Breach Alert Service: UK, Australian Governments Plug InBoth Governments' Domains Now Centrally Monitored via 'Have I Been Pwned'
Data breaches of online services involving usernames and passwords can have an immediate knock-on effect. Attackers can take the stolen credentials and try them on other services. If users have reused their credentials across services, attackers can potentially compromise many more of their accounts.
For sprawling organizations, such as governments, multiple sets of reused passwords could create even bigger problems, allowing attackers to access large data sets. For responders, acting quickly remains essential. But governments' very size can make that difficult.
To help, however, two government organizations - the U.K.'s National Cyber Security Center and the Australian Cyber Security Center - have begun a new program using Have I Been Pwned, a data breach notification service created by Australian developer Troy Hunt.
Some branches of the U.K. and Australian government have already been using HIBP. Under the new program, however, the governments will use the service to monitor every government domain, together with a select number of quasi-government sites that fall under their purview.
"Part of what both of these organizations in Australia and the U.K. realize is that they need to work better with the private sector as well."
The move will give the U.K. and Australian governments a more complete view of the breach threats they face, Hunt says.

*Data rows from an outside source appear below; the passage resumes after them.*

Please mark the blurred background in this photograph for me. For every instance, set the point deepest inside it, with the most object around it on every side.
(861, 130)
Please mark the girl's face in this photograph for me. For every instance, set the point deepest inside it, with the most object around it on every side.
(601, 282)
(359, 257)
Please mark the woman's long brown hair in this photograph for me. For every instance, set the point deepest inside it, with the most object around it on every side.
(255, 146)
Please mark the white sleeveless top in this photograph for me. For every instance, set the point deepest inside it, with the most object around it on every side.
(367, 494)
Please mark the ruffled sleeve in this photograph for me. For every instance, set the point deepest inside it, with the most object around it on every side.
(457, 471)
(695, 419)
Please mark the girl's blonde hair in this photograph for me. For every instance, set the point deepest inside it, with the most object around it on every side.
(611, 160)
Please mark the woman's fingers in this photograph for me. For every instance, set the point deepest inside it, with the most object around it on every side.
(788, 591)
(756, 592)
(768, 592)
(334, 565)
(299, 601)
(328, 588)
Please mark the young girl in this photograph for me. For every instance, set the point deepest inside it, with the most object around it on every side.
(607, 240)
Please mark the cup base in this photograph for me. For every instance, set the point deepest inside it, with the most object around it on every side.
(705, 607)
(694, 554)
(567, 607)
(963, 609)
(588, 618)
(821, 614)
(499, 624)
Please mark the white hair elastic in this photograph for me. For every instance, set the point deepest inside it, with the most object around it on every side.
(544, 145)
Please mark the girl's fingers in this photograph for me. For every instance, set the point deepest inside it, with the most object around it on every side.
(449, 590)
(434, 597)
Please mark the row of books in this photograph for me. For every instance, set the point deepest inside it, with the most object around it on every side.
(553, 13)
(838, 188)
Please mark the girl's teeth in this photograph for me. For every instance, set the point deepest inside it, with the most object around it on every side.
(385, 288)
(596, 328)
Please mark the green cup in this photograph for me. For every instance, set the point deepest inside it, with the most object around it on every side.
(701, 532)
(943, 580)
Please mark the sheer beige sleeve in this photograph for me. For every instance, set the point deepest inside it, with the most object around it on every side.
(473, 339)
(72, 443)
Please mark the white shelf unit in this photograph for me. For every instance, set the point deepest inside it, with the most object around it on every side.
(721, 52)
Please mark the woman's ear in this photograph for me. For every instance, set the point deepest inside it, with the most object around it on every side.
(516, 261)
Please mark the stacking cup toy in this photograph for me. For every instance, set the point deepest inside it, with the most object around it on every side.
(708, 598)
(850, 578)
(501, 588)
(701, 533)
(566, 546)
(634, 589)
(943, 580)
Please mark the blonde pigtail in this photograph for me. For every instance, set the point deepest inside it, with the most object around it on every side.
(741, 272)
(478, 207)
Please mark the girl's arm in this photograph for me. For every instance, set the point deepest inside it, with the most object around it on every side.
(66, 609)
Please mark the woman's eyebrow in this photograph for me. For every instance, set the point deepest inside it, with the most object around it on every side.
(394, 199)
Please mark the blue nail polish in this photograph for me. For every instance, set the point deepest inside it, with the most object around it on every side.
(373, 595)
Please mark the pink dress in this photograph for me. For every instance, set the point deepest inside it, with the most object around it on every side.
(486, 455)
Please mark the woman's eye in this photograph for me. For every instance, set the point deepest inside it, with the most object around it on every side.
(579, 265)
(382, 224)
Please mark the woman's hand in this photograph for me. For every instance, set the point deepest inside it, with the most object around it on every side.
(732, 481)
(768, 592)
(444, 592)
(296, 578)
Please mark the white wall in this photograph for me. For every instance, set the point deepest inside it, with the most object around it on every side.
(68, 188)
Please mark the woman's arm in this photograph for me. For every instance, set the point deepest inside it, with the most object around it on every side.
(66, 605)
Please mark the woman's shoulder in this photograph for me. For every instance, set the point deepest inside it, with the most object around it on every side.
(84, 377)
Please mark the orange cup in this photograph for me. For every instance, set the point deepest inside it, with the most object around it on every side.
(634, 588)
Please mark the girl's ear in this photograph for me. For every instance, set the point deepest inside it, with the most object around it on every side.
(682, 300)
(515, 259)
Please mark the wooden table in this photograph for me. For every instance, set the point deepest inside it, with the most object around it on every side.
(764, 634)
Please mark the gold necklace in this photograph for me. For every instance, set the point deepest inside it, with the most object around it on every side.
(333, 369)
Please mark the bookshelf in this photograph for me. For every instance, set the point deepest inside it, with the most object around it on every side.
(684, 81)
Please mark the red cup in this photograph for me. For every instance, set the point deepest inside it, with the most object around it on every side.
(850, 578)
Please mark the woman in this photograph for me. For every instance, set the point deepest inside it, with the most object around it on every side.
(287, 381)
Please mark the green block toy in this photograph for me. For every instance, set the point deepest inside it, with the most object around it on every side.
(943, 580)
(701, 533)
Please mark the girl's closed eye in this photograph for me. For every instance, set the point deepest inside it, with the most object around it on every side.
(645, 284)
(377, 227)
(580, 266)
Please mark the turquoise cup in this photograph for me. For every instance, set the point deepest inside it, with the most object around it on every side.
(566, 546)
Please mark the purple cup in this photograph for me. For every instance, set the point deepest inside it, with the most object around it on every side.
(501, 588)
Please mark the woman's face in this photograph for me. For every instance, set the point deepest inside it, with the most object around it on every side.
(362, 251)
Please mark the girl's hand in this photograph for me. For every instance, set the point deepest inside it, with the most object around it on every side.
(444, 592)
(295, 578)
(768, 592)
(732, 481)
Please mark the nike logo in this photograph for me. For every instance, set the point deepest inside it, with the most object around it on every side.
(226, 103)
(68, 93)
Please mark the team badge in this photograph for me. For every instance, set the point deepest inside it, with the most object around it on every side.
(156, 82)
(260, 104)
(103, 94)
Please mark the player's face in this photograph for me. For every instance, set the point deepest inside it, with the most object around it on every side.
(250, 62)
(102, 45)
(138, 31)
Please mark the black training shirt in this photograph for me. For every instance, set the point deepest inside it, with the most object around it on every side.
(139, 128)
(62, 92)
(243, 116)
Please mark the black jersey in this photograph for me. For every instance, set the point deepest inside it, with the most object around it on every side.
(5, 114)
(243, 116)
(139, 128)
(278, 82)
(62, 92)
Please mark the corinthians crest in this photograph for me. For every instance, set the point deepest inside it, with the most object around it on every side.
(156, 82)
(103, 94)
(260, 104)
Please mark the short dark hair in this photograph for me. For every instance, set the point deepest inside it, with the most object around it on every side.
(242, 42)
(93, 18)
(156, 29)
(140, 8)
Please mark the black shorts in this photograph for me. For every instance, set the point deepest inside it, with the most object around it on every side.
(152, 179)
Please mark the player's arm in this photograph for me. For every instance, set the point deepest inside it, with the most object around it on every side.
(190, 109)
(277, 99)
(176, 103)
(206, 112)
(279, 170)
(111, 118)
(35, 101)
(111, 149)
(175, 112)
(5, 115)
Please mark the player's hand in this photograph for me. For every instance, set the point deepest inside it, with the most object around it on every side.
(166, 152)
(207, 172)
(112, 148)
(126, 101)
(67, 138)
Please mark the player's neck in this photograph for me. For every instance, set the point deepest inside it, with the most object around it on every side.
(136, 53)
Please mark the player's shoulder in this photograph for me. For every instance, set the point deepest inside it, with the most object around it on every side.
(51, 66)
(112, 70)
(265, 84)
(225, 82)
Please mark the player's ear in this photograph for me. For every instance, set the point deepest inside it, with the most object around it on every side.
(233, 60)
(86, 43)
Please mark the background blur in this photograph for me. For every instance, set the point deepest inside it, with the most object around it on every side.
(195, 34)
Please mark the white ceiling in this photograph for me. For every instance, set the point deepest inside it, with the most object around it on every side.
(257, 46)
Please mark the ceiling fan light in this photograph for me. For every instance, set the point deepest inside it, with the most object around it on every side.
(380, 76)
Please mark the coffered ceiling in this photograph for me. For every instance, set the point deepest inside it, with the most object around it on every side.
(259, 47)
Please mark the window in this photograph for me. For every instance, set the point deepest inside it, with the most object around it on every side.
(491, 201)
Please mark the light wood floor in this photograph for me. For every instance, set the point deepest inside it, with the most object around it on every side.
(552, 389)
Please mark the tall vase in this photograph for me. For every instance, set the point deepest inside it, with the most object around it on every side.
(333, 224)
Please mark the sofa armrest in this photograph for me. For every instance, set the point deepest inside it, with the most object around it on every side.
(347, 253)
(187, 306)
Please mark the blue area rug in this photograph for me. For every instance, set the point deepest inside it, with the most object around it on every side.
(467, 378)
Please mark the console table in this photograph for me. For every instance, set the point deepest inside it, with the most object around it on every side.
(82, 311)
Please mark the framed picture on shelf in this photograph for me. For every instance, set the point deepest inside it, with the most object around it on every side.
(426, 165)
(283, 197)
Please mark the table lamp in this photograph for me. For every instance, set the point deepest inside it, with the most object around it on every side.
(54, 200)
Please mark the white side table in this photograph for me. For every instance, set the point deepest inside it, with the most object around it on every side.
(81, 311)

"All of these sort of independent monitorings will roll up into one centralized view, which should reduce a lot of duplication of effort," Hunt says. "The other thing is there's going to be a heap of other government departments that never used the service at all that will now be able to be monitored."
The organizations are able to query any of their domains on demand via an API. They can also use an instant notification feature that notifies an endpoint, designated by each government, as soon as an email address registered to any domain they oversee gets added to HIBP.
Those two features are part of a commercial offering within HIBP, but Hunt is letting the governments use it for free.
"Part of what both of these organizations in Australia and the U.K. realize is that they need to work better with the private sector as well," Hunt says. "They want to get more information out there around how individuals and organizations can do better to protect themselves. I'm really supportive of what they do."
Launched in 2013, HIBP has grown in popularity with the surge in the number of data breaches that have become public. Users register their email address, and if that email address turns up in breach, HIBP sends an email alert with a description of the breach.
It's also possible to get notifications for email addresses affiliated with a domain, but domain owners must first verify their ownership of the domain. Hunt says 110,000 domain owners have verified their domains with the service.
HIBP doesn't catalog every breach, which would be infeasible. But it includes many of the largest breaches that have come to light in the past few years, including incidents involving LinkedIn, Dropbox, Adobe as well as several large compilations of usernames and passwords that have circulated on hacking sites.
HIBP now covers 270 breached websites and contains close to 5 billion leaked records. Users only learn if their email address was in a breach. The service does not provide the password that was used on a particular service or even a hash of the password.
But if someone uses a password manager to maintain unique passwords for every site they use - as many security experts have long recommended - then they would be able to figure out which of their passwords the breach exposed, and know to change it anywhere else they might have reused it.
Limits of Monitoring
Hunt says governments will only be able to monitor the sites that they own or a small number of other domains that are still in their scopes.
For example, the Australian government will be able to monitor all of their .gov.au domains, but also that of the Commonwealth Scientific and Industrial Research Organization, which is the country's national science and research agency.
To put it another way, the governments can't search for any email addresses that may have appeared in a breach. Hunt says it's an important point to make, particularly for those worried about government surveillance.
"We do want these people [governments] keeping us safe on online," Hunt says. "There's a lot of work that our government do in cyberspace that's enormously valuable."